Some awesome colours in these photos!


----------



## EddieB (May 13, 2006)

Awesome website you've got there... hope to get to this quality one day!


----------



## Dan_Knightsval (Nov 10, 2010)

Appreciate it Eddie. If you need any help with anything, just pop me over a message.  Just keep practicing and read photography mags/books!


----------



## EddieB (May 13, 2006)

Dan_Knightsval said:


> Appreciate it Eddie. If you need any help with anything, just pop me over a message.  Just keep practicing and read photography mags/books!
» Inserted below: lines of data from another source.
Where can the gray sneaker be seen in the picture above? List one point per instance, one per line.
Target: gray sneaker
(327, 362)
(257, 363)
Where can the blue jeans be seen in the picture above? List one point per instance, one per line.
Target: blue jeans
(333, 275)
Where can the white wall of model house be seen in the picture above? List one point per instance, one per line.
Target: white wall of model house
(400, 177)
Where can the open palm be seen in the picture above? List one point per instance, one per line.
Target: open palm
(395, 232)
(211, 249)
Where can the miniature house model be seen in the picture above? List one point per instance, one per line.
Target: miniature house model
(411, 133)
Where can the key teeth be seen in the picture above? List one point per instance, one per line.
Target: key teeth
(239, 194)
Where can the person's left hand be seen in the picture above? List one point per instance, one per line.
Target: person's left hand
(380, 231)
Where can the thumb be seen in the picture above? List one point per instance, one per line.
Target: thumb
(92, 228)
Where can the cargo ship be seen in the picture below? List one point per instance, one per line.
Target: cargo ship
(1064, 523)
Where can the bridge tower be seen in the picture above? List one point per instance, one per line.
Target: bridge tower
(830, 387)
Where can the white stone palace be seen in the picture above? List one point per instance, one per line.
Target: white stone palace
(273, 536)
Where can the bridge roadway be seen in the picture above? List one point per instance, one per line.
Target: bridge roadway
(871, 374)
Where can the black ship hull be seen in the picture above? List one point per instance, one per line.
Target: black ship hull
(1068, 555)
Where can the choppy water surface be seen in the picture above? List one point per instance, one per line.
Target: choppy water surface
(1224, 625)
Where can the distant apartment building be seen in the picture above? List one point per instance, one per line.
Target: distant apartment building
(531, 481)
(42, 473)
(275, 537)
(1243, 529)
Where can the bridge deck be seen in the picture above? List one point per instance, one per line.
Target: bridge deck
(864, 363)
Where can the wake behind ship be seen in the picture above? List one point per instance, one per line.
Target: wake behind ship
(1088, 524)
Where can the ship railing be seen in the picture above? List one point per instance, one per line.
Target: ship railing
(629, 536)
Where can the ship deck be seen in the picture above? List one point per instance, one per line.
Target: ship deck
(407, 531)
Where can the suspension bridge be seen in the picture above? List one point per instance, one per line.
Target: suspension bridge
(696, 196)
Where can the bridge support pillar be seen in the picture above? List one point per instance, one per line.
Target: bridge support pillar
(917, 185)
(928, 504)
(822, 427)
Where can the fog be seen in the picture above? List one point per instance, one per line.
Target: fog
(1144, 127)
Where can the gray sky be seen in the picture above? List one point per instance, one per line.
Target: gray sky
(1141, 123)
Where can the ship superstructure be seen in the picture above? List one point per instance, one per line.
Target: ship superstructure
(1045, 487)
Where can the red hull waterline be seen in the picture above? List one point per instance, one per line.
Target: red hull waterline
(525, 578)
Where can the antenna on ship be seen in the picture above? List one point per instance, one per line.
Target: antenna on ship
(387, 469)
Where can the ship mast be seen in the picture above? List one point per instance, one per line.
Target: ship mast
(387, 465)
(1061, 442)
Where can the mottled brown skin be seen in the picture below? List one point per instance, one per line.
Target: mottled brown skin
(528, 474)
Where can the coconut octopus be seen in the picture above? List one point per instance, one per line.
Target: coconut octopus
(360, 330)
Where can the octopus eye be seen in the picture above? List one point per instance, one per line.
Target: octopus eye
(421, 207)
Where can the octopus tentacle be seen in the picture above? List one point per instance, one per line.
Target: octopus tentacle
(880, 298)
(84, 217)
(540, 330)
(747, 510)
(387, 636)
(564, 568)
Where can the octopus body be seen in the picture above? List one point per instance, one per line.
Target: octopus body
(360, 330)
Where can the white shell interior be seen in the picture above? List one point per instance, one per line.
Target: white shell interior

Cheers - I drive the misses mad, spend every minute reading and researching. Slowly building my kit up but still have a massive wish list and if I could would spend every living minute with the camera. I spend loads of time in the South West with work and kills me not being able to get out and photograph the landscapes/seascapes around there!


----------



## Dan_Knightsval (Nov 10, 2010)

Lol, I know exaclty what you mean. That's a great thing to have, passion! It takes so much time and dedication. Don't worry to much about having loads of equipment and the fancy top of the range cameras. I see many photos from guys using canon 5D's, and you wouldn't think it looking at their photos. Get the essentials.


----------



## B2ONGO (May 5, 2011)

These are great shots mate. :thumb:


----------



## sebjonesy (Dec 15, 2011)

fantastic work!! need alot of patience and skill for these kind of shots, not to mention an eye for beauty! you have some skill, maybe sends those shots off to M&S?


----------



## Dan_Knightsval (Nov 10, 2010)

@B2ONGO - Glad you like them 
@sebjonesy - Thanks! I do need to do something with them. They just sit in my portfolio by my bed. It's just getting to the important people that's the hard part. Independent restaurants are my best bet at the moment. M&S would be good one day.


----------